Becoming a beginner

         A Gentile woman, of Syrophoenician origin, begged him to cast the demon out of her daughter. He said to her, “Let the children be fed first, for it is not fair to take the children’s food and throw it to the dogs.” But she answered him, “Sir, even the dogs under the table eat the children’s crumbs.” Then he said to her, “For saying that, you may go—the demon has left your daughter.” So she went home, found the child lying on the bed, and the demon gone.
                        —Mark 7.26-30

Jesus starts out in a typical unthinking racist mode, shaped as he is by his culture— and the woman opens his eyes. It changes him. What Jesus models is not having it all figured out, but willingness to grow and change.

I’ve been a pastor for 38 years and I feel I’m just starting. It’s not just self-improvement. It’s allowing myself to be re-shaped by a Wisdom greater than me, a Grace born of mystery and given in love. It’s being taught by losses, mistakes and people who don’t know as much as I do. It’s being wiling to see things for the first time. It’s being wiling to find myself in the wrong, without judgment, and turn in a new direction.

I think of how many conversations I enter already an expert, knowing what I want to hear and say, not ready to be caught up or taught something new, not really approaching the other as a person, but as a collection of facts I already know.

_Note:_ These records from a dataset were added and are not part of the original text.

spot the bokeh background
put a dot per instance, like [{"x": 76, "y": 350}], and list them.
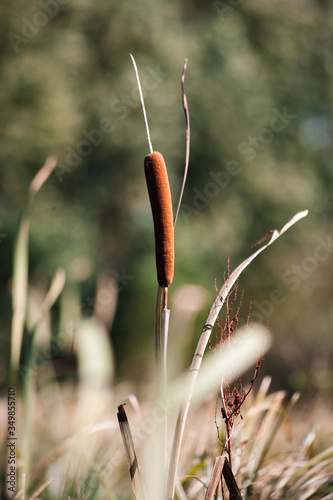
[{"x": 68, "y": 89}]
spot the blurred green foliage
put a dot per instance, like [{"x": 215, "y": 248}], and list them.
[{"x": 68, "y": 88}]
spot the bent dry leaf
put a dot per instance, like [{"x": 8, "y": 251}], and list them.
[
  {"x": 202, "y": 344},
  {"x": 131, "y": 457}
]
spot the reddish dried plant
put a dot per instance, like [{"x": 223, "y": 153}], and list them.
[{"x": 232, "y": 396}]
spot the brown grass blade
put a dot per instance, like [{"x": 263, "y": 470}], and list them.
[
  {"x": 188, "y": 130},
  {"x": 42, "y": 175},
  {"x": 215, "y": 477},
  {"x": 231, "y": 482},
  {"x": 131, "y": 457}
]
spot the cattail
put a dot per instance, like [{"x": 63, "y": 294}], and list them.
[{"x": 161, "y": 205}]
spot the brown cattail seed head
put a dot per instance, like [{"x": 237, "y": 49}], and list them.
[{"x": 161, "y": 205}]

How much of myself do I feel pressure to have already figured out instead of discovering as the mystery of myself unfolds?

I watch my four-month old granddaughter Maggie. I can’t imagine how much she’s learning—not just information, not even just skills, but how to live. I am too, if I would follow Jesus. Maybe that’s another dimension of what it means to “enter the Realm of God as a child.” I’m not very good at it. I still think I know a lot. I’m still a beginner at becoming a beginner.

God, help me shed my smooth expertise. Give me wisdom to not know. Give me courage to be wrong, to ask, to look bad, to see for the first time, to discover the way and to turn, to turn, and take it. Help me to become a beginner.